Genus of ray-finned fishes

Taractes is a genus of marine ray-finned fishes from the family Bramidae, the pomfrets. Taractes can be distinguished from other bramid genera but having a flat, or slightly curved profile, between the eyes (unlike the definitive arched profile present in the other genera) and by having scales on both the dorsal and anal fins (unlike Pterycombus and Pteraclis which lack these scales).

==Species==
There are currently two recognized species in this genus:
- Taractes asper R. T. Lowe, 1843 (Rough pomfret)
- Taractes rubescens (D. S. Jordan & Evermann, 1887) (Pomfret)

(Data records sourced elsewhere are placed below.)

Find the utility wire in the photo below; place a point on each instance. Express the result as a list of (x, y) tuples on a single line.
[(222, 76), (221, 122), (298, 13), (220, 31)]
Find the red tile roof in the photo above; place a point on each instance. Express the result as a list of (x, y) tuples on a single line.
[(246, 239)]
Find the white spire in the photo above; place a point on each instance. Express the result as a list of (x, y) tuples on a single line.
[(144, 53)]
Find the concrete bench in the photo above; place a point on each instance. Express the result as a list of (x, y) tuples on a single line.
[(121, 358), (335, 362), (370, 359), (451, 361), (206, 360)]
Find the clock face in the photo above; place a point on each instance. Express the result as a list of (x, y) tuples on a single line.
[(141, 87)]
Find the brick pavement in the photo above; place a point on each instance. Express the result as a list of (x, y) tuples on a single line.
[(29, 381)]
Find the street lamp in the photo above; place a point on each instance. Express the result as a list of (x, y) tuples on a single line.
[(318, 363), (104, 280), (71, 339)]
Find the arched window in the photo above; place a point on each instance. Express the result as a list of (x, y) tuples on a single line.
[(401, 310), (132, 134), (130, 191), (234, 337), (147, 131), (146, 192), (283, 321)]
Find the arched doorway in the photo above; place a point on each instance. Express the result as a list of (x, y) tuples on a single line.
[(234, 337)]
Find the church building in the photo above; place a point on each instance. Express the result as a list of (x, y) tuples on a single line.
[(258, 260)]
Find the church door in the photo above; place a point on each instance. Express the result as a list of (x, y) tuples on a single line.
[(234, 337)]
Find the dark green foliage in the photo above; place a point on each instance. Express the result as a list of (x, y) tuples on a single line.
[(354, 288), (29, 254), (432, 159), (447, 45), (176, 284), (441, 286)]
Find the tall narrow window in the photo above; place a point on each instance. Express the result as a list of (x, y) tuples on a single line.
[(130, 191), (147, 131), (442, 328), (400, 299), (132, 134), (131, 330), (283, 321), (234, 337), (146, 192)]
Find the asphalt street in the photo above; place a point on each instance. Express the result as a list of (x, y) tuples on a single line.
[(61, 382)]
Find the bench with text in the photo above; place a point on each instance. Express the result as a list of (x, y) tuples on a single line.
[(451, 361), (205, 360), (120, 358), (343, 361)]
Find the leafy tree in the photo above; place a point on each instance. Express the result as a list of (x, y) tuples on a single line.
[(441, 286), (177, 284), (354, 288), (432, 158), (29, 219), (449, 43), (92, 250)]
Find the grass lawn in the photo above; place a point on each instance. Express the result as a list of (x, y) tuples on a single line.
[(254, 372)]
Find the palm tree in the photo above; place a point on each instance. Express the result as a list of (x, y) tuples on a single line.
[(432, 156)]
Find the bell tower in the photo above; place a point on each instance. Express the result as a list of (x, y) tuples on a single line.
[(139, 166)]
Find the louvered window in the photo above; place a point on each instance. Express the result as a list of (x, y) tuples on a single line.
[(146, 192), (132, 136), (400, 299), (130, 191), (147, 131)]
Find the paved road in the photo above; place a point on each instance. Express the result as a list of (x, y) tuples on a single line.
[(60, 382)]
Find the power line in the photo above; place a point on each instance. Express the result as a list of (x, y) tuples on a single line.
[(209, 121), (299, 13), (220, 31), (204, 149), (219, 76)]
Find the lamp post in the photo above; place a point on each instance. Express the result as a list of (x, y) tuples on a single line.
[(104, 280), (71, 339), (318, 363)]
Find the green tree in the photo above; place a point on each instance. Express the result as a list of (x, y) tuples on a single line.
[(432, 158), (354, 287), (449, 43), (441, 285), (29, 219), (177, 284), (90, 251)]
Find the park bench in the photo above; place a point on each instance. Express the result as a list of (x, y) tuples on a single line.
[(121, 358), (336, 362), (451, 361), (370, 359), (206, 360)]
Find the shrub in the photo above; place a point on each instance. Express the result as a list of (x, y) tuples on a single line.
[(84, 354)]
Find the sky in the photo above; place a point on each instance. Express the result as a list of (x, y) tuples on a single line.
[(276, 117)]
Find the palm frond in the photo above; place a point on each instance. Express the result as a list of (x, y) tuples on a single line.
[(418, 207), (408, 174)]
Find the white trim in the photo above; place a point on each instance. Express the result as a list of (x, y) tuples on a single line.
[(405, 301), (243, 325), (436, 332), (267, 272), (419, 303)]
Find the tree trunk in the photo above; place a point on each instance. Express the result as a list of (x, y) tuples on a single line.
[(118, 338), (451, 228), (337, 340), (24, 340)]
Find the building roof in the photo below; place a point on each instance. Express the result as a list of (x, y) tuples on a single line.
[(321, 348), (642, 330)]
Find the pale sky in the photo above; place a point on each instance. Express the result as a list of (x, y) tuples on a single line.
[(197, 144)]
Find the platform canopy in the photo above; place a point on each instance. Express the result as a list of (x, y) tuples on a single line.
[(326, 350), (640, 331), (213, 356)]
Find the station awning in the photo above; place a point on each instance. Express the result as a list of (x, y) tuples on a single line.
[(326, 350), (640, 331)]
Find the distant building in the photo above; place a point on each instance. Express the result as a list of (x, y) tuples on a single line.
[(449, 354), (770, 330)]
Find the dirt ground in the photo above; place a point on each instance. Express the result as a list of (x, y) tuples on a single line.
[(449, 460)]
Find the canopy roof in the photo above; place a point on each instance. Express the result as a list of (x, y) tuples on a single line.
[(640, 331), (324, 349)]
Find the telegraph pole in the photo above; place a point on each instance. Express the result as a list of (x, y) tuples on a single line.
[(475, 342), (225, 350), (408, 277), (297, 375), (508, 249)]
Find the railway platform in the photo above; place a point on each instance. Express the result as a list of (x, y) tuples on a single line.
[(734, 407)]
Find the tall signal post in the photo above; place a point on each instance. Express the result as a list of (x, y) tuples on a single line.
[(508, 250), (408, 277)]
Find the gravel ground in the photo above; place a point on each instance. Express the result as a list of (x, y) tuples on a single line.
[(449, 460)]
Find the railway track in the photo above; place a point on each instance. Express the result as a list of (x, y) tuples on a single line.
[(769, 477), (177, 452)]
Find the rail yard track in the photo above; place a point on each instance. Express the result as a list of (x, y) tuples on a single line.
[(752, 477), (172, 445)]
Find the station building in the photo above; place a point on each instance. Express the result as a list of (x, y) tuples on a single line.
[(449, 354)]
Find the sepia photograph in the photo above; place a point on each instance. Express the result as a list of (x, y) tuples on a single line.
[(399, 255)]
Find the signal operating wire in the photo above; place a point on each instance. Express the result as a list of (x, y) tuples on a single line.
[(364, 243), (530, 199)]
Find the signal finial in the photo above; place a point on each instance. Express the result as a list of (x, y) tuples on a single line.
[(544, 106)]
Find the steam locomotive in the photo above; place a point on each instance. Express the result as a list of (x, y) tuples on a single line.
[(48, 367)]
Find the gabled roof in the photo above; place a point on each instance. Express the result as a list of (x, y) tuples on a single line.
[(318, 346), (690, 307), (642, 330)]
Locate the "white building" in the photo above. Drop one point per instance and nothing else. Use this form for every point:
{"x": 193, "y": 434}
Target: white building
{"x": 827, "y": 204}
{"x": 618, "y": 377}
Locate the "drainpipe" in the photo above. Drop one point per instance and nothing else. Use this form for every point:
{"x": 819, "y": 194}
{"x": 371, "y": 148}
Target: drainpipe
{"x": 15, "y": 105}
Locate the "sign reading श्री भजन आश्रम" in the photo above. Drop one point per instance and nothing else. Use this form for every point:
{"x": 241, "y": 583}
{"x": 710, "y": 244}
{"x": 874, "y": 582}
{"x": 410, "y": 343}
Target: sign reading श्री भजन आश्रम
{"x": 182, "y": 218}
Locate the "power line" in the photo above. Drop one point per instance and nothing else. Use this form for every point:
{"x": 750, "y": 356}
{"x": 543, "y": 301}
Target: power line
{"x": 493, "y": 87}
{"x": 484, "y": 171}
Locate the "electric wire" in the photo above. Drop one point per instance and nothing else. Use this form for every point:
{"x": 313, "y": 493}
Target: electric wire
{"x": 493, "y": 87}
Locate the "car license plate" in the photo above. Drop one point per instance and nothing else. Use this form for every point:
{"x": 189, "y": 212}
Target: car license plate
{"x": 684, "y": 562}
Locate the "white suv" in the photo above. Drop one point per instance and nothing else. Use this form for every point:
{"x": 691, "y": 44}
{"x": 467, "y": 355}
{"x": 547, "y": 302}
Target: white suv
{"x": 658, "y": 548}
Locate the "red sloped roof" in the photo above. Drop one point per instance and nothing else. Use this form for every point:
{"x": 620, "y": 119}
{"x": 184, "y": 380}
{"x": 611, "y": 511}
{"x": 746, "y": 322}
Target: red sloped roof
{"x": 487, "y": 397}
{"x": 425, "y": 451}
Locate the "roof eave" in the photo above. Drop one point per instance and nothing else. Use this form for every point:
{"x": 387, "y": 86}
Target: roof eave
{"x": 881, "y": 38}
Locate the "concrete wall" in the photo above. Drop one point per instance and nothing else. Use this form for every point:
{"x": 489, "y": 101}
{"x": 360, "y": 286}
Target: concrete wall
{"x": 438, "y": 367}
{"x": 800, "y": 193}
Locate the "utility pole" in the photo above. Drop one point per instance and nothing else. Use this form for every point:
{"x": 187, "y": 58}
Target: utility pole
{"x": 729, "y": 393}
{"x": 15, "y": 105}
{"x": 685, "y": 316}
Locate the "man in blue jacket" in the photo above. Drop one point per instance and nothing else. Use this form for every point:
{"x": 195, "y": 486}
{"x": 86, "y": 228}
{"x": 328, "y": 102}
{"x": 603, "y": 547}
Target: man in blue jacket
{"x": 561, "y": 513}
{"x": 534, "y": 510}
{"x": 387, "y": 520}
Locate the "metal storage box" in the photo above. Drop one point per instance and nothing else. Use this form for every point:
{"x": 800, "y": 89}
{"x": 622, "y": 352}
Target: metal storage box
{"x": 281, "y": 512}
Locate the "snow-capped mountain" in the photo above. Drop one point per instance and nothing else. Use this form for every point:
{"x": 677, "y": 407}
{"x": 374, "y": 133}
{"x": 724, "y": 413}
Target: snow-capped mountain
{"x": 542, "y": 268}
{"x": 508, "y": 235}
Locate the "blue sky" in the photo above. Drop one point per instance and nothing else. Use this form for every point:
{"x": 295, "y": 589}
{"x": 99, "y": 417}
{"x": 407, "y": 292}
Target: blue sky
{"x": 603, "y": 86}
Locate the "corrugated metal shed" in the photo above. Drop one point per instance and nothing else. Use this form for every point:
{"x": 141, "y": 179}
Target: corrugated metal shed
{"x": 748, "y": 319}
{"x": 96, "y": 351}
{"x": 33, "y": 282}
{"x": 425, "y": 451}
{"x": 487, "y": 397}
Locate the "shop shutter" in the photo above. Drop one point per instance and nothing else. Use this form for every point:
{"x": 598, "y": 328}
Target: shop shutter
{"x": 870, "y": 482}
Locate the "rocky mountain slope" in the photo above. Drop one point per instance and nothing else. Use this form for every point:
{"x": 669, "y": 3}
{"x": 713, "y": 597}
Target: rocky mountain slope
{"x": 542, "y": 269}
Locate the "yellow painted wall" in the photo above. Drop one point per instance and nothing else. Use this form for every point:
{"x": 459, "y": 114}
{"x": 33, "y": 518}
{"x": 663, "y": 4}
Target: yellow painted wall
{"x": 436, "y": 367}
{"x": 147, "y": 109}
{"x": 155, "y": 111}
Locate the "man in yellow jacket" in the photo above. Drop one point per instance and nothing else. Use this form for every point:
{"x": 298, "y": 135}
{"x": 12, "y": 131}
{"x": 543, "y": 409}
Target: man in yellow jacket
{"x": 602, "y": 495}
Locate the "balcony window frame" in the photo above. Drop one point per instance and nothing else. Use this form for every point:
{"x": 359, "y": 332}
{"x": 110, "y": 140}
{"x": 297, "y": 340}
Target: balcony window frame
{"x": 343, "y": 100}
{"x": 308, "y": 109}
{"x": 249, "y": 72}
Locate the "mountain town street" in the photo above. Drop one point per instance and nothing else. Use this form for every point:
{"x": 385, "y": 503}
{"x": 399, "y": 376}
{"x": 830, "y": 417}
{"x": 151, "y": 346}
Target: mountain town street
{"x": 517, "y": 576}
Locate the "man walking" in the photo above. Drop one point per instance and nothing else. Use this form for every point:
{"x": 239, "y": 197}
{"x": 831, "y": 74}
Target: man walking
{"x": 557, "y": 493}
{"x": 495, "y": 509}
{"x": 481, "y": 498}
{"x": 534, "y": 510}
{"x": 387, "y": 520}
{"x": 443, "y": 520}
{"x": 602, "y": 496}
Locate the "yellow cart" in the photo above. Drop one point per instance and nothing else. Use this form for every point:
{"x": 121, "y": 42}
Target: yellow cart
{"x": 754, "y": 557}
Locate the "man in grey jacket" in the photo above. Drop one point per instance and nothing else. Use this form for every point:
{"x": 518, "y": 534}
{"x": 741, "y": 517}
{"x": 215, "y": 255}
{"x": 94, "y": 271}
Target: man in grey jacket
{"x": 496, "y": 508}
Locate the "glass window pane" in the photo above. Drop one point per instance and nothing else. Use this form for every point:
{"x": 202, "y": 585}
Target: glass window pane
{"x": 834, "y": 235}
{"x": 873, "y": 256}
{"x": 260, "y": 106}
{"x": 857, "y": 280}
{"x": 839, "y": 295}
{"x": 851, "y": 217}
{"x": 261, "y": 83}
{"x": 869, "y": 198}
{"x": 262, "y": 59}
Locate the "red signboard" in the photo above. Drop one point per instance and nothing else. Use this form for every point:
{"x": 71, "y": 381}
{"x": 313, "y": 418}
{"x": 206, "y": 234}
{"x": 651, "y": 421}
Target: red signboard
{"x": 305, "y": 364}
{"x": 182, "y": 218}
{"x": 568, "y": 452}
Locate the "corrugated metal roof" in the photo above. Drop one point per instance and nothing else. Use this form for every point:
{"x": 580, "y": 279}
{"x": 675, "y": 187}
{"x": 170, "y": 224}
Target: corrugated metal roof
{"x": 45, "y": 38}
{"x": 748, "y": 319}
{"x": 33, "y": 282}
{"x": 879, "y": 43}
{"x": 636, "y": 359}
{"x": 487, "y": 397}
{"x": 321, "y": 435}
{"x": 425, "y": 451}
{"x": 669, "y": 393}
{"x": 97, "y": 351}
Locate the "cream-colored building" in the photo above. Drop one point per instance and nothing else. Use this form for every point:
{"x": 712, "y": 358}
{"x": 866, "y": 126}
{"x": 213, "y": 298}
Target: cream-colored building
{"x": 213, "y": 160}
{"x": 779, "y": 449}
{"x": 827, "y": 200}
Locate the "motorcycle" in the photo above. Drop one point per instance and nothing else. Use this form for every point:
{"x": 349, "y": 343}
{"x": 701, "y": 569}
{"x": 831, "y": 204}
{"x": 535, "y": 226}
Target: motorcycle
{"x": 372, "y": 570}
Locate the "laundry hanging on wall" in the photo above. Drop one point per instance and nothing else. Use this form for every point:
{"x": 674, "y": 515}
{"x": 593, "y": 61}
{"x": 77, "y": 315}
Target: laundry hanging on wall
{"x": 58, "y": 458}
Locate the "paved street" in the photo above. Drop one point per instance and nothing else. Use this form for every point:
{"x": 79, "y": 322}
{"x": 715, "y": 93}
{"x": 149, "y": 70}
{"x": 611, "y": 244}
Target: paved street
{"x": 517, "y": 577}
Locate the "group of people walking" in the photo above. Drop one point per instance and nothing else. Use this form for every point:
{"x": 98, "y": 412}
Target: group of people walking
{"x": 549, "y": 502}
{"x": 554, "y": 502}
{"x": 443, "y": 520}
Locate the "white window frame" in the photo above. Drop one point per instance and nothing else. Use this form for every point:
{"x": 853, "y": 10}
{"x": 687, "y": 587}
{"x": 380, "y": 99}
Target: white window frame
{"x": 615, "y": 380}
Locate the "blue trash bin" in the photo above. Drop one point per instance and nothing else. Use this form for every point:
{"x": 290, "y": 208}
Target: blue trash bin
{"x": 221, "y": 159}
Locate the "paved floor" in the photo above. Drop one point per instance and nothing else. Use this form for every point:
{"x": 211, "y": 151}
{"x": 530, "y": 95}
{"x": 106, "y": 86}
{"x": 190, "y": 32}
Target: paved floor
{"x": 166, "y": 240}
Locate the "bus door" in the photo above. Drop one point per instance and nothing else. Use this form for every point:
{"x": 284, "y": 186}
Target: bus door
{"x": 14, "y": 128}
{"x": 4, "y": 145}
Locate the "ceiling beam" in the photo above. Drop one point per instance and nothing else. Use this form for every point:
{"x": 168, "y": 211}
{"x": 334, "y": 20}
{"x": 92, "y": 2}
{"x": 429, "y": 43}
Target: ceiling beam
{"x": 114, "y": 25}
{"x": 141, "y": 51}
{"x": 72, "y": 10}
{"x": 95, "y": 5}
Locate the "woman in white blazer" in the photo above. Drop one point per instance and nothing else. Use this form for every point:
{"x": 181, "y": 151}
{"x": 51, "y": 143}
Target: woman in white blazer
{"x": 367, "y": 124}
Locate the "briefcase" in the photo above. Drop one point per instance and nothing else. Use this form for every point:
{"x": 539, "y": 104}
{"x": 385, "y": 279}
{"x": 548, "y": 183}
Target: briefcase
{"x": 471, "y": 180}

These two species are easily distinguished from one another as adults. Adult T. rubescens develop a dense, bony keel on the caudal peduncle that is thought to be composed of enlarged, fused scales, which are absent in T. asper. Additionally, adult T. rubescens lack a noticeable lateral line, which is typically present in adult T. asper.

==Distribution==
The genus is widely distributed across both Atlantic and Pacific oceans. T. asper has been documented to possess range from the Norwegian Sea to the Sea of Japan and Cape of Good Hope in Southern Africa. T. rubescens has been documented in the Gulf of Mexico and the Eastern and Central Pacific Ocean. Despite being found across all seas, they remain difficult to collect and are quite uncommon.